Yeah I have two degrees in nonprofit stuff and it is HARD because I think a lot of people get into social work because we are bleeding hearts who want to help - and get into an underfunded system. So suddenly we have 100 people we want to help but CANNOT because there is no money. So then the clients you are trying to help start screaming at you about why isn't there this service or that service or why must they wait so long, as if you can actually wave a wand and make it all work for them. Personally I started saying, "it does suck! You are right and i have been working my ass off to get that for you, but the state/city/feds (the truth) cut the funding and we don't know what to do. There is an advocacy group though and I am sure they'd love your help in getting this fixed, so if you want their number please tell me, because we have to get that fixed." And when I call my Medicade worker, who always calls right back and is friendly, I tell her how great she is and she sounds startled and says "I have so many clients, i always feel like I am not helping enough" and I say "you treat me like a person and i appreciate that." Social security gave me a worker who is a bitch and doesn't get back to me. I know how bunrt out they get and the good ones I want to be nice to so they stay! So when you get a helpful person, remind them that they are helping you so they stay.
I personally don't like working with adults or overprivillaged kids. The only people I liked working with were homeless preschoolers. i like research jobs and journalism and organizing things and grant writing and making things because I am alone and can just do my work.

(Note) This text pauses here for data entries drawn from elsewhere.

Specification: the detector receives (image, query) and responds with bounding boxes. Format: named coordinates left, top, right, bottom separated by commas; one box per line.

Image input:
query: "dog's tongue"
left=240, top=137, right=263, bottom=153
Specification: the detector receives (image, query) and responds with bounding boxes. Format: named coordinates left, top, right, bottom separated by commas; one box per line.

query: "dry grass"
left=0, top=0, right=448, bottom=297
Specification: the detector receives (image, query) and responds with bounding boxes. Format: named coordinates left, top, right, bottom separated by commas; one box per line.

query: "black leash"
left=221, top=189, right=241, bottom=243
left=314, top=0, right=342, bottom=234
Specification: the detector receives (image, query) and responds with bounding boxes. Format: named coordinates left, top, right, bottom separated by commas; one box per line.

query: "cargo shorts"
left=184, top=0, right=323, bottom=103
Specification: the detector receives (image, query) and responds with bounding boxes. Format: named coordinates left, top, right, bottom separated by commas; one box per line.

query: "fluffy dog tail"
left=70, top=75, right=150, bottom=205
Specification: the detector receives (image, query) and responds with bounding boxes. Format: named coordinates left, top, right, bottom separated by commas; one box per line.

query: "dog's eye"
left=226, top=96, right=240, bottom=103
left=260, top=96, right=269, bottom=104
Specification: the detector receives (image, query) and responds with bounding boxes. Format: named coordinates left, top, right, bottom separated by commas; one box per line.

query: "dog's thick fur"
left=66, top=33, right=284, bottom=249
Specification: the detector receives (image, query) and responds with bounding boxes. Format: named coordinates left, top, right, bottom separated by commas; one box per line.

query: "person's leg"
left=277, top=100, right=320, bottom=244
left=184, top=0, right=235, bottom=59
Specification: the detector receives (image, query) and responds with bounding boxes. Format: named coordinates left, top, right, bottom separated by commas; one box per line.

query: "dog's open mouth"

I am terrible team player due to my anxiety and high standards.
Hey Awen, thanks for what
Hey Awen, thanks for what you said to me, can't remember what thread this was about, but anyway it is timely because I was just feeling like I had been too open, not so much in this group but in my stupid blog where I have perhaps said way too much and may go back and do some editing...feel like I have put too much identifying stuff in there, and also perhaps I have not censored myself enough and there are lurkers who judge me for what I am feeling and expressing...well perhaps I am too sensitive, and misreading stuff that has been said in other forums. But anyway, for now I don't have time to edit, so...it will have to just sit there as evidence of all the nasty things that I think.
I have been absent in many of the threads, may do some catching up soon. So many things have fallen behind. My apartment is littered with little notes to myself, I have to gather them up and try to make sense of things. Got a phone message from the WRAP program today, haven't returned their call yet, but planning to...not sure if I can arrange time off at work to do this though, or if it is the right time for me. I mean, with my med withdrawal and other stuff I feel slightly off-balance as it is. But likely they are just calling to get me fitted into the waiting list, so I will definitely call them and talk to them about it.
Yeah, that is a good reminder, to be appreciative of the people we deal with in stressful professions who actually go out of their way for us.